Every Saturday morning throughout the year Sam convened a managers meeting. Another 7 am start. A typical meeting could last well past noon unless an Arkansas Razorback football game was scheduled. 

For the annual meeting weekend the analysts, press and visiting store associates were invited to witness the Saturday session. Sam would review each store’s merchandise sales, highlighting weekly product winners. Most importantly, he stressed the payroll to sales ratio. No negative deviation from corporate standards went unnoticed and no further negative deviation would be tolerated.

After the abbreviated meeting ended at noon and the store associates were sent back home, it was time to play. For Sam, that meant leading a canoe trip down the Elk River (at least I think it was the Elk River along the Missouri border). As I don’t know how to swim I demurred the invitation to canoe that first year. Sam wouldn’t hear of it. I was dragooned into his navy. 

At the end of several hours on the river, which I fortunately never fell into during my two years attending the weekend festivities, all the participants dined on a mulligan stew prepared by Sam’s daughter, Alice.

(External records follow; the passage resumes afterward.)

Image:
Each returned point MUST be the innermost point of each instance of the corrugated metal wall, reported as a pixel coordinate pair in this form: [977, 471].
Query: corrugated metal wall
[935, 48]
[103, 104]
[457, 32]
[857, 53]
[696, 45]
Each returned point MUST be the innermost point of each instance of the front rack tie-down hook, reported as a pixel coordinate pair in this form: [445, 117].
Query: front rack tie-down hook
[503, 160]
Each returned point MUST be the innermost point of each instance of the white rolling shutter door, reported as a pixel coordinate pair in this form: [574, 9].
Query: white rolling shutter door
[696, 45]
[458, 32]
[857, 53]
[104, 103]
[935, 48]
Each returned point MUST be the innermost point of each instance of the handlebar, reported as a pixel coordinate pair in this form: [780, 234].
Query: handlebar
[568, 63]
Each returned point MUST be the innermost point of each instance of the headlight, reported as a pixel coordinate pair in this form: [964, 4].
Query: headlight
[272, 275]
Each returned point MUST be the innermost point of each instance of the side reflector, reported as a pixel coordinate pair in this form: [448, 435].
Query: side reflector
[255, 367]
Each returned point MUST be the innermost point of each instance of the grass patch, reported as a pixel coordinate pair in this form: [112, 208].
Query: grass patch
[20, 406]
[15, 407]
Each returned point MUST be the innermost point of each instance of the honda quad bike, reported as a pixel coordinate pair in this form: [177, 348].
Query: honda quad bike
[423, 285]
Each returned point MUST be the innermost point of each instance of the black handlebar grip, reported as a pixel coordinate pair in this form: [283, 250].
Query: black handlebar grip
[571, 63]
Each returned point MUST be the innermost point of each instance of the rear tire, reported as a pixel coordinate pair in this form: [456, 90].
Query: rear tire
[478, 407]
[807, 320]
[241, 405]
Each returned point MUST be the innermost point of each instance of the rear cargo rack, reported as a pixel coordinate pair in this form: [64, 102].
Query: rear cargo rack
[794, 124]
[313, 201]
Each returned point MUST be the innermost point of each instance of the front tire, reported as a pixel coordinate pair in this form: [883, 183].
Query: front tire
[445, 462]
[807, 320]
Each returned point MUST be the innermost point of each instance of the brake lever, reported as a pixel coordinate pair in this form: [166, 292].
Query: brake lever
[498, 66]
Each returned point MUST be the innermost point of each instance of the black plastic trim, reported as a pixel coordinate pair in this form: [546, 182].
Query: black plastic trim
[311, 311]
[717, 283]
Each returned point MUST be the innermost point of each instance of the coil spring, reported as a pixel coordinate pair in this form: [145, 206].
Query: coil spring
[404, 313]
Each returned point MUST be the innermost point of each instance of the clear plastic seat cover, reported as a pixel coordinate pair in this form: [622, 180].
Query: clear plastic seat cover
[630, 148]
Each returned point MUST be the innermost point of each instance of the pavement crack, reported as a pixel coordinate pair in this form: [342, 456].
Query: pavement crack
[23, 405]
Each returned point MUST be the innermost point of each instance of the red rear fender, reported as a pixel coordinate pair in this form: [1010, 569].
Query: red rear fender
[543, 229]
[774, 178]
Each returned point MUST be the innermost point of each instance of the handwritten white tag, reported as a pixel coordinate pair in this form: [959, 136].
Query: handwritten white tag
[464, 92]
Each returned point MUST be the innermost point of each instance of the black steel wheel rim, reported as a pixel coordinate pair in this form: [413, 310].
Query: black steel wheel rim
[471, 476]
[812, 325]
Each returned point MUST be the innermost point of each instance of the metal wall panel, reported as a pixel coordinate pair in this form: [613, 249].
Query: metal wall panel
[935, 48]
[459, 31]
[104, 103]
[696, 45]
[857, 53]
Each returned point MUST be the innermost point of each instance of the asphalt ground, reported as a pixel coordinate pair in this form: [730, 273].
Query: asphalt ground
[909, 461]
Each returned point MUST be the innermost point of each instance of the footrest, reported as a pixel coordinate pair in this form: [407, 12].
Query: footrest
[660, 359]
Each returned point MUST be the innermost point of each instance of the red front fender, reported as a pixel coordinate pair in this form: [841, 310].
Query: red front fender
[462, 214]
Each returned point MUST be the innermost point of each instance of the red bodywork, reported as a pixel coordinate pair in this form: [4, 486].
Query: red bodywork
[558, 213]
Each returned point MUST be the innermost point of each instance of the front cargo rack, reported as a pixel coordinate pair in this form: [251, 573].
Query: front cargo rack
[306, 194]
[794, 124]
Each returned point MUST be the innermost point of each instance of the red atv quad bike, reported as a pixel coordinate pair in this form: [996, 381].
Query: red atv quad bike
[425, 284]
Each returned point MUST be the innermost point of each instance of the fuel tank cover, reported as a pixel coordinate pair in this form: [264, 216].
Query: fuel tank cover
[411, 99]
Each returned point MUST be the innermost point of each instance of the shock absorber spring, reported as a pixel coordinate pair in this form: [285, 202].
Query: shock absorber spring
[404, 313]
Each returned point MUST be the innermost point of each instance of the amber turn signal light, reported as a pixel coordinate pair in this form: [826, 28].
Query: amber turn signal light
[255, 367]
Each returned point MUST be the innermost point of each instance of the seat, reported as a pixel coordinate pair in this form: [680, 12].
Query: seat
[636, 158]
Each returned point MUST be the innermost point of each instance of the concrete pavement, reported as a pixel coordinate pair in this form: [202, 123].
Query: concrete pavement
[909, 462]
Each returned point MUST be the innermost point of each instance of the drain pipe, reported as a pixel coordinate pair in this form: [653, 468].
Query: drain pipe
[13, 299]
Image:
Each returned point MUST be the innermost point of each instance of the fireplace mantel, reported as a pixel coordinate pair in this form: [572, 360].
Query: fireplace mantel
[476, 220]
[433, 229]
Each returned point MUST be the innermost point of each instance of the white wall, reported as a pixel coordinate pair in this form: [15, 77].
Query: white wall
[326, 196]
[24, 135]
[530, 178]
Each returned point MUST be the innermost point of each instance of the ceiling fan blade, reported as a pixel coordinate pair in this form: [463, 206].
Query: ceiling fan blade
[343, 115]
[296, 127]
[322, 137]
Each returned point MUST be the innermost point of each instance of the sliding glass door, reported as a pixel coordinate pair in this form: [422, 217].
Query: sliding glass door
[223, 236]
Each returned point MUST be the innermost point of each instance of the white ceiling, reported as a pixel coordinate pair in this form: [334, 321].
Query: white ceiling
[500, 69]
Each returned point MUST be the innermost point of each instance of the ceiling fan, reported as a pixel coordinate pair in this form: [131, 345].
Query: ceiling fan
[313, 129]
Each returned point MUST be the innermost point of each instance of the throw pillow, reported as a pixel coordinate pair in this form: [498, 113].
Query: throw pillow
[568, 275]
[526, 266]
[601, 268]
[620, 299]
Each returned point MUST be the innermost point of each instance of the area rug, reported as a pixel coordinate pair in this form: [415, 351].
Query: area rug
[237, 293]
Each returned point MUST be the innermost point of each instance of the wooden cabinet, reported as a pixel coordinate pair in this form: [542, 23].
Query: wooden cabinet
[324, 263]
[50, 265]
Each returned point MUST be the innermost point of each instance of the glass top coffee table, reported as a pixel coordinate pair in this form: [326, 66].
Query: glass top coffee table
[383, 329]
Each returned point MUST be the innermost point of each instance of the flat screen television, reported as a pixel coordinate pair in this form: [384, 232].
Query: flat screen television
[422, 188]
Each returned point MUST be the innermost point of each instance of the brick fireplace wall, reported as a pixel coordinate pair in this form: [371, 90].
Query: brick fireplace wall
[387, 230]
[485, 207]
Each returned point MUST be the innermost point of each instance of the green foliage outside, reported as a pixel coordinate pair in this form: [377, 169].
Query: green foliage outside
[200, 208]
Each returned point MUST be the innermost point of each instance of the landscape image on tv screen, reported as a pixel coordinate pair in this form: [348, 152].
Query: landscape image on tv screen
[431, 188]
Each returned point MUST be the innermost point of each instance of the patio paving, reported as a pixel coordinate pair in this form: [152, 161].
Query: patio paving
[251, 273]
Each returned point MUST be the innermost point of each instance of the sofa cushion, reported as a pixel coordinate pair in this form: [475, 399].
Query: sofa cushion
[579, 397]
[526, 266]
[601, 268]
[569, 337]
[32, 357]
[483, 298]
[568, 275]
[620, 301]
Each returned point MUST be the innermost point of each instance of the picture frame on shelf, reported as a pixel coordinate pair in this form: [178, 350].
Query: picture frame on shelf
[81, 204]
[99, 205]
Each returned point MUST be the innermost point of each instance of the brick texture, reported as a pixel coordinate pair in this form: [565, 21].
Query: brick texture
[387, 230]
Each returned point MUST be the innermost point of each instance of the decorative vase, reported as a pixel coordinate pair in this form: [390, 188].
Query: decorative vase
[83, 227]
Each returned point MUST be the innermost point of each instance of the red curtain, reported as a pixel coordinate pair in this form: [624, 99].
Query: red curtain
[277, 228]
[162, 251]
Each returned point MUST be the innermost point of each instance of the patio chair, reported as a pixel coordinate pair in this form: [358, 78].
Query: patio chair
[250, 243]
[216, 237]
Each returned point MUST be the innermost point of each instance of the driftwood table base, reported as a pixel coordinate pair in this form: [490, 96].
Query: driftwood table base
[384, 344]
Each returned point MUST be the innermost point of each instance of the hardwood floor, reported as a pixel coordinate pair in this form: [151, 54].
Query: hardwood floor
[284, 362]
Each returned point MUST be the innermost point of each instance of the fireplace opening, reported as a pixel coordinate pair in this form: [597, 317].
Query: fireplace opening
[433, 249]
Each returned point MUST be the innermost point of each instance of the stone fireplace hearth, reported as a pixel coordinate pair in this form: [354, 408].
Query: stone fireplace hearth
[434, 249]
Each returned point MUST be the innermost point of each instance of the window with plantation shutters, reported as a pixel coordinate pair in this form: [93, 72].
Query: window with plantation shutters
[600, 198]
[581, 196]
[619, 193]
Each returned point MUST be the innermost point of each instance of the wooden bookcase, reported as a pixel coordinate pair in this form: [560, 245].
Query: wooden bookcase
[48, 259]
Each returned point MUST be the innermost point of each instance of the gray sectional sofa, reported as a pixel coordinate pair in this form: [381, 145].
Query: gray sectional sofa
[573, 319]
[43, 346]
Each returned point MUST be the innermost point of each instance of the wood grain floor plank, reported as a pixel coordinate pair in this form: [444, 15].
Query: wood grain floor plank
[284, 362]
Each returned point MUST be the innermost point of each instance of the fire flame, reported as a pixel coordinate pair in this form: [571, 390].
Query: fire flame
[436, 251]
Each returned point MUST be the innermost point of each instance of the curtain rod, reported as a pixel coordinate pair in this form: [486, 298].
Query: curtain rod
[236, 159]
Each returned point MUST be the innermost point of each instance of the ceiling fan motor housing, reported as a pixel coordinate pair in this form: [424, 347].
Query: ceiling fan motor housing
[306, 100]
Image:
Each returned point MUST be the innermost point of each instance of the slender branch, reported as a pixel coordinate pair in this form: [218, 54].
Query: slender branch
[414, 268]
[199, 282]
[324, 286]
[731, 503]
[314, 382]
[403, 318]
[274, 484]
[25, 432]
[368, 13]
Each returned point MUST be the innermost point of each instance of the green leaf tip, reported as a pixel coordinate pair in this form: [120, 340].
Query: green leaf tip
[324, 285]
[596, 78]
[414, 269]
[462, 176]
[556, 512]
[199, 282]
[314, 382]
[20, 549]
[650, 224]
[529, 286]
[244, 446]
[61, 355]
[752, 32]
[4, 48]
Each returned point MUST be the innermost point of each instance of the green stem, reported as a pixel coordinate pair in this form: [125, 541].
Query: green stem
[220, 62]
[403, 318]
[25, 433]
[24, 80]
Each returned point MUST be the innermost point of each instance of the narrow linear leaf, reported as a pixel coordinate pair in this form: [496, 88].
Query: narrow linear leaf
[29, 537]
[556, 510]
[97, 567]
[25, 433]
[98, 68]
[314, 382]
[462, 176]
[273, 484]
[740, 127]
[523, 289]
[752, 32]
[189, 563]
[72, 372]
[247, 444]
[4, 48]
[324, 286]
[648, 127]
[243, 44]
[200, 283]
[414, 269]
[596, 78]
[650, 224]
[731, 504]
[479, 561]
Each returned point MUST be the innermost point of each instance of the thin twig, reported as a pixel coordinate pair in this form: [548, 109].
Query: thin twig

Much has been written about the brilliance of Sam Walton. To me, his most telling trait was that he didn’t come off as a know-it-all. He constantly asked questions of customers, associates, the media. He had a knack of making everyone feel important, that he could learn something from them. 

That first trip to Bentonville I was flattered to hear him praise Chain Store Age during the Saturday morning executive meeting, saying he always learned something from its articles. The day before, during a bus tour of Walmart stores and their competitors, I sat near him. I was 32 and, though editor of CSA, had been reporting on the retail industry for less than five years. Sam kept asking for my opinion on how each store looked, how his competitors were doing, how he could make Walmart better. He did the same thing a few years later in San Diego after a cocktail party during a discount store industry conference. He asked me what I thought about Price Club (what we now know as Costco). I sheepishly admitted I hadn’t yet been to Price Club but went there the next day, sneaking in without a membership card. Sam, however, was thinking a lot about it. Two years later, Walmart launched Sam’s Club.

In the Walton 5-10 store that has been transformed into a Walmart Museum, Sam Walton’s red Ford-150 pickup truck has a prominent spot. The first time I saw that truck was early on a Sunday morning of an annual meeting weekend. My body aching from paddling the day before, I was awakened by a pounding at the door of my Bella Vista condominium unit arranged by Walmart. I opened the door to see Sam in tennis whites standing in front of his pickup. He had mistakenly knocked on my door instead of that of his tennis date, the owner of a Mexican retail chain he wound up buying a few years later. (FYI, Sam was a highly ranked tennis player in Arkansas.)


Also inside the Walmart Museum is Sam’s paneled corporate office, reassembled to look exactly as it appeared on the day he died in April 1992. On the floor next to his chair are two stacks of publications. Atop one stack is Discount Store News, a sister publication of Chain Store Age. Atop the second stack—Chain Store Age with a cover photo of Sam holding a cup of coffee while he listened to some store associates. Perhaps I’m dreaming, but I seem to recall taking that photo several years before, before illness sapped then silenced his vitality.